Handling partial failures with Terminated

If a child crashes and is not restarted, the parent receives Terminated instead of the expected reply. Add a Terminated handler to the signal chain to avoid hanging indefinitely:

src/Actor/FaultTolerantAggregator.php
$behavior = $behavior->onSignal(
static function (ActorContext $ctx, object $signal) use (&$state): Behavior {
if ($signal instanceof Terminated) {
// Child stopped without replying — count it as a failure
$state = new AggregateState(
pending: $state->pending - 1,
results: $state->results,
);

if ($state->pending === 0) {
$ctx->parent()?->tell(new AggregateComplete($state->results));

return Behavior::stopped();
}
}

return Behavior::same();
},
);

Counter actor pattern

For larger fan-outs, extract the counting logic into a dedicated counter actor that the parent sends results to.
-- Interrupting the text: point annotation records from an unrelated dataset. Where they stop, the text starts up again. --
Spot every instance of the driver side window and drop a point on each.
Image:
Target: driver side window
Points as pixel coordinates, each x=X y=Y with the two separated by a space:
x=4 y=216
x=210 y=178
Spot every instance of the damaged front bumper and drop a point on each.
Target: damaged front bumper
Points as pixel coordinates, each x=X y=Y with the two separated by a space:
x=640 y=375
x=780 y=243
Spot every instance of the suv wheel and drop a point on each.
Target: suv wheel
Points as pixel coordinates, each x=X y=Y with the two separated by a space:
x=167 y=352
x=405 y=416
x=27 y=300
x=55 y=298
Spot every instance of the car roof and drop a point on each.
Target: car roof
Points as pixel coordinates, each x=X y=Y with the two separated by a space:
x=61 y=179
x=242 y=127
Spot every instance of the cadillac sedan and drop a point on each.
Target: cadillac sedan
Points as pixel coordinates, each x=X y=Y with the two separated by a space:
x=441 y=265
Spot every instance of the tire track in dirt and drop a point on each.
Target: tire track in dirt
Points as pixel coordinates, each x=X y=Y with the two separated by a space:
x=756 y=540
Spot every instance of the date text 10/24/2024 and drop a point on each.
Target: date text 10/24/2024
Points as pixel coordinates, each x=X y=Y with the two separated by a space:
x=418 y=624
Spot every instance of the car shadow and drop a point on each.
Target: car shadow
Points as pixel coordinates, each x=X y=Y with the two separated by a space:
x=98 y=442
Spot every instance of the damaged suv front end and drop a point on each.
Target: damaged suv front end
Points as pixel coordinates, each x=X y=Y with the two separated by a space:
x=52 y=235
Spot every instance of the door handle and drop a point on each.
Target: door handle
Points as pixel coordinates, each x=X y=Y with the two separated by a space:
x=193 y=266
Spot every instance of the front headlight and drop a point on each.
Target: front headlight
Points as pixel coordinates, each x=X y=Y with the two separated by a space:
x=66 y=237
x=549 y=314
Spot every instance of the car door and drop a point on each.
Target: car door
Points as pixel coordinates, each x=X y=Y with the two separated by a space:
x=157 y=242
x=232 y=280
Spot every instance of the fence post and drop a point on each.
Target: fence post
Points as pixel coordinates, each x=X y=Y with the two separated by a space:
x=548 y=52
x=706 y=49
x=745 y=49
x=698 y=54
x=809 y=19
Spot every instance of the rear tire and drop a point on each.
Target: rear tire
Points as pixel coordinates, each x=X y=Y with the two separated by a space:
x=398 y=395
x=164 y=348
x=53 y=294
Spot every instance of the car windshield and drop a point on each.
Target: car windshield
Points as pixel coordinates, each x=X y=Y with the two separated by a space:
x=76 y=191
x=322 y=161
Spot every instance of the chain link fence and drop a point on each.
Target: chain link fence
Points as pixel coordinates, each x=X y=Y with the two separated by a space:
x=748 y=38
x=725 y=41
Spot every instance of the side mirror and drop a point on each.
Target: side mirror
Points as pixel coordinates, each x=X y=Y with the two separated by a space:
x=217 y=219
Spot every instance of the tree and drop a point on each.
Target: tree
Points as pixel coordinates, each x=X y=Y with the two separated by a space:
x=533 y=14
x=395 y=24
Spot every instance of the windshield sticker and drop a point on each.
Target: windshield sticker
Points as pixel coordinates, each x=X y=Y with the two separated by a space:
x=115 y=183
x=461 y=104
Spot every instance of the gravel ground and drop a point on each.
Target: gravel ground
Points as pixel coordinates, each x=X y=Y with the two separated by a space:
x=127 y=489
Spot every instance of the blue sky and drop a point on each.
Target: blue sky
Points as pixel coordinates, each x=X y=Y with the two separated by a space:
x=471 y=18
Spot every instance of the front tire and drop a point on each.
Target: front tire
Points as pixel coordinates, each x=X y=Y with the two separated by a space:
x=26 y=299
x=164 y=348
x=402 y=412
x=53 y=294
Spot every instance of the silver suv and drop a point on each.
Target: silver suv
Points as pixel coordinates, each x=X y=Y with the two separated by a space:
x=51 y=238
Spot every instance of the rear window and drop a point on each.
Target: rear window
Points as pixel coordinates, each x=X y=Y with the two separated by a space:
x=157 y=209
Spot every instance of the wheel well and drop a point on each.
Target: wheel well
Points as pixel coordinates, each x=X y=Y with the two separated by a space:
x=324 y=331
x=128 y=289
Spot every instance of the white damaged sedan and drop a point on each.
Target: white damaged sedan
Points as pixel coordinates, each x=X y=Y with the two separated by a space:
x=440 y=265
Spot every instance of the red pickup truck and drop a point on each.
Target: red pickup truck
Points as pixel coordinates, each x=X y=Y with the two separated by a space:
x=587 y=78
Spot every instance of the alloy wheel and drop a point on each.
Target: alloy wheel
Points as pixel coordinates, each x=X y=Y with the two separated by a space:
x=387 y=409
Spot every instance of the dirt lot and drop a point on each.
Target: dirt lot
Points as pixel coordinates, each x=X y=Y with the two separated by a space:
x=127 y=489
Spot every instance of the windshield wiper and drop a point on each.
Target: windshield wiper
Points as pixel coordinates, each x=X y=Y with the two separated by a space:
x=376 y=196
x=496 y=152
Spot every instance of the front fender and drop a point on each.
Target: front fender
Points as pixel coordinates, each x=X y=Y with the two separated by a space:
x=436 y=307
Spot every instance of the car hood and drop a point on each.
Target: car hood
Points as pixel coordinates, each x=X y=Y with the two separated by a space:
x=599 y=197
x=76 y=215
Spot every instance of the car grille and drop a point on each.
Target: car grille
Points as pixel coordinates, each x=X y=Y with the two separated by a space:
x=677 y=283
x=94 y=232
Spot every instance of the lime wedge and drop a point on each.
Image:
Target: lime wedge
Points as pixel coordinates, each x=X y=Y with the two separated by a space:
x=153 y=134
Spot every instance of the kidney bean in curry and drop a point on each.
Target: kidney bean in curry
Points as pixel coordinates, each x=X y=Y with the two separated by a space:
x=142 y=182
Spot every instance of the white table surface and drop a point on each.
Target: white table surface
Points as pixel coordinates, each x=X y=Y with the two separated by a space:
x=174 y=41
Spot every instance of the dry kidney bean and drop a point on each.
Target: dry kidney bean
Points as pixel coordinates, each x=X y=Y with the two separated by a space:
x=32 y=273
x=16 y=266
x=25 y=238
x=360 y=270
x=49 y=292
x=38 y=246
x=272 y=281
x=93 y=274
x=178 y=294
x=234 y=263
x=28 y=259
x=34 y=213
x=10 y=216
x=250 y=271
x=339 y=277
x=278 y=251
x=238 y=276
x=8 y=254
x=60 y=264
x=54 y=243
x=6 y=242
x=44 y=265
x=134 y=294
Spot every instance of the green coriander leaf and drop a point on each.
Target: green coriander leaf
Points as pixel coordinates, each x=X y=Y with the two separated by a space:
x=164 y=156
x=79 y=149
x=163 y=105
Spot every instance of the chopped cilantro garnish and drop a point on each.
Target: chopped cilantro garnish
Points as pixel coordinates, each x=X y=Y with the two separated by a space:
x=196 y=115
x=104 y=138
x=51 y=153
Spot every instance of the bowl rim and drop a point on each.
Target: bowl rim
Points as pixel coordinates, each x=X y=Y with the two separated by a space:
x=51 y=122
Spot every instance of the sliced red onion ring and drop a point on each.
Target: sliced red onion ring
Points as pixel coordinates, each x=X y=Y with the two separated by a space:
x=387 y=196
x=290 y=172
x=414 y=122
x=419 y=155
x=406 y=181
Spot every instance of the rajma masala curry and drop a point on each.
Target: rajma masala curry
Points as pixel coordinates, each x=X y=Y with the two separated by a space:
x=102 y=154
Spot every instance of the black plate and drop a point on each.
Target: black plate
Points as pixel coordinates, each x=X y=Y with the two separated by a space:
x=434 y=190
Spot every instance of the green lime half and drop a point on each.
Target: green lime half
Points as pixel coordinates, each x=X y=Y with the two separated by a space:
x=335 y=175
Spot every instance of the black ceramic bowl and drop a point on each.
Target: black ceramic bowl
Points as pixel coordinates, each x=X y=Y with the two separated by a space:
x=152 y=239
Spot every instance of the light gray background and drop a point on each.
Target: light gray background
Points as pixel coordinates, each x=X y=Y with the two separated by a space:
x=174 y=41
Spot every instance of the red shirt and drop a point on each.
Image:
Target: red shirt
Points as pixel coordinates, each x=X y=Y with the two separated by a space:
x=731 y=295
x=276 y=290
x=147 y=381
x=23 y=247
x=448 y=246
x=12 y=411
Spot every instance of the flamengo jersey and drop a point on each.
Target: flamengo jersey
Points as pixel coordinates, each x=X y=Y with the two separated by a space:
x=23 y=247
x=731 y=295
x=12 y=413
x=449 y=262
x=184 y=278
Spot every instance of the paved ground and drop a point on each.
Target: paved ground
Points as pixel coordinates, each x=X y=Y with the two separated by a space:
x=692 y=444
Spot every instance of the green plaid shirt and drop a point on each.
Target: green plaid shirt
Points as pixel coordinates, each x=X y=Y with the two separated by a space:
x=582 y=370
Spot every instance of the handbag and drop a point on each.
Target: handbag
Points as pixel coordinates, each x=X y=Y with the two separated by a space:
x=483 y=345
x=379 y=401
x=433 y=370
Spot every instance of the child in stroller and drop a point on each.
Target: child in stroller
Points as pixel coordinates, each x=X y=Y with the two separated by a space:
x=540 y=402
This keeps the aggregator behavior stateless and makes it easier to add timeout logic via $ctx->scheduleOnce().

Caveats

Watch registration must happen before the child can stop

Call $ctx->watch($child) immediately after $ctx->spawn(). If a child stops before watch() is called, the Terminated signal is delivered at registration time — but if watch() is never called, the parent never learns the child stopped.

  • Unbounded fan-out creates unbounded memory pressure. If N is large and replies are slow, messages accumulate in the parent's mailbox. Consider batching or using a bounded mailbox with MailboxConfig::bounded().
  • Dead children still send Terminated. If you watch() an actor that is already stopped, Terminated is delivered immediately. This is correct behavior, not a bug.
  • ask() is an alternative for small fan-outs. For 2–5 children, $ref->ask(...) per child and Future::all([...]) is simpler than a full scatter-gather actor. Use the actor pattern when you need supervision, state accumulation, or timeout control.